There’s a blight that affects every last segment and channel in the industry. It’s so prevalent, so part of the background that, like the sky, you take it for granted and stop really noticing it unless you step back and refocus your perception.
It’s a blight that’s holding the entire industry back, regardless of which channel you’re in, keeping us all from reaching our full potential.
It’s not The Race To Zero, although that’s bad enough. It’s not even the endless patent infringement lawsuits, whether between industry players and patent trolls, or each other. I’d even argue that the blight I’m talking about has a worse effect stifling innovation than the patent wars. What is this blight that I’m obviously so passionately opposed to?
I’m really glad you asked.
I call it the “J.A.” syndrome. Which is short for Just Another.
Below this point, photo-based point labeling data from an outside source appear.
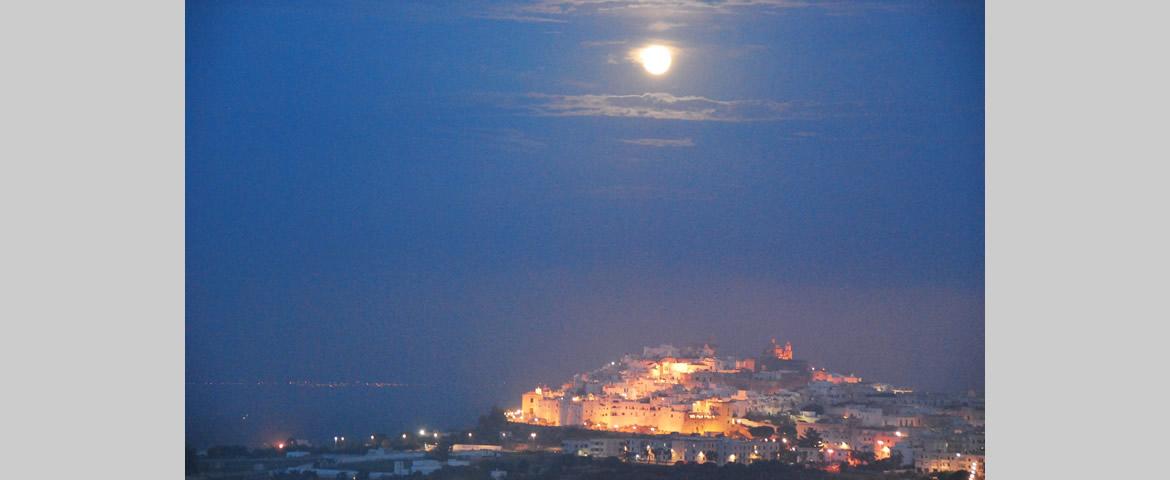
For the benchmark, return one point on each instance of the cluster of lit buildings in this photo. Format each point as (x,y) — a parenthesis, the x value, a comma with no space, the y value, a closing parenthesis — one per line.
(688,404)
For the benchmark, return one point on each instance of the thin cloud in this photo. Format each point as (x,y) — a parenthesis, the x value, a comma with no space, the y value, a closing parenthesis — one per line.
(661,26)
(661,105)
(545,11)
(661,142)
(592,43)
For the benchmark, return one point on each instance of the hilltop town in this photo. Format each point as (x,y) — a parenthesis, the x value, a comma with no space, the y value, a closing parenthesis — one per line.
(692,405)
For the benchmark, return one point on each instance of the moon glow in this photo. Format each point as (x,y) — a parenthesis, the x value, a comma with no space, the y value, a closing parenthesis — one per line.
(655,59)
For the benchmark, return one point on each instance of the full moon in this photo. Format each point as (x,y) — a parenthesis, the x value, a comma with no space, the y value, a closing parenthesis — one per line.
(655,59)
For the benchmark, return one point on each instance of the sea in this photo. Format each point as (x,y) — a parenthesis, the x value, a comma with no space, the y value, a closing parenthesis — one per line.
(257,413)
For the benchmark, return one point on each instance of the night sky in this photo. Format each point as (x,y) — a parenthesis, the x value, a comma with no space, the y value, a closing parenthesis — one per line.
(495,194)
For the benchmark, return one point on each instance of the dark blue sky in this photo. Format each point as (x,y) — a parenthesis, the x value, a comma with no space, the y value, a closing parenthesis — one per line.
(493,194)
You can see it on display at every trade show for every channel, covering the show floor like black mold in an HGTV home renovation program. “Oh, look,” an observer on the show floor might say, “There’s fifteen different vendors here showing their iPad mounting bracket.” They’re all J.A.B. (Just Another Bracket).
“It was depressing,” a coworker returning from CES opined, “I saw more than four hundred vendors trying to sell the same black thermoplastic polyurethane iPhone case.” A classic example of J.A.C. (Just Another Case).
“Fantastic,” my old boss once said, sarcastically, at CEDIA Expo, “There’s twenty seven different vendors here showing white 8-inch in-ceiling speakers.” They’re all J.A.F.S. (Just Another F*** Speaker).
My old boss always talked like that when he was annoyed.
My current boss just returned from CTIA, the big wireless show a week ago and said, “There was absolutely ZERO innovation on display this year.” How sad is that?
I look at one vendor and ask, “Why should I do business with you?” then I look around at the rest and think, “Why should I do business with any of you?”
There’s an aphorism (somehow there’s always an aphorism) that says, “you don’t need to build a better mousetrap to get rich; you just need to build one that works.” I blame that attitude for the embarrassing breadth of J.A. products clawing away at each other for a tiny fraction of market share.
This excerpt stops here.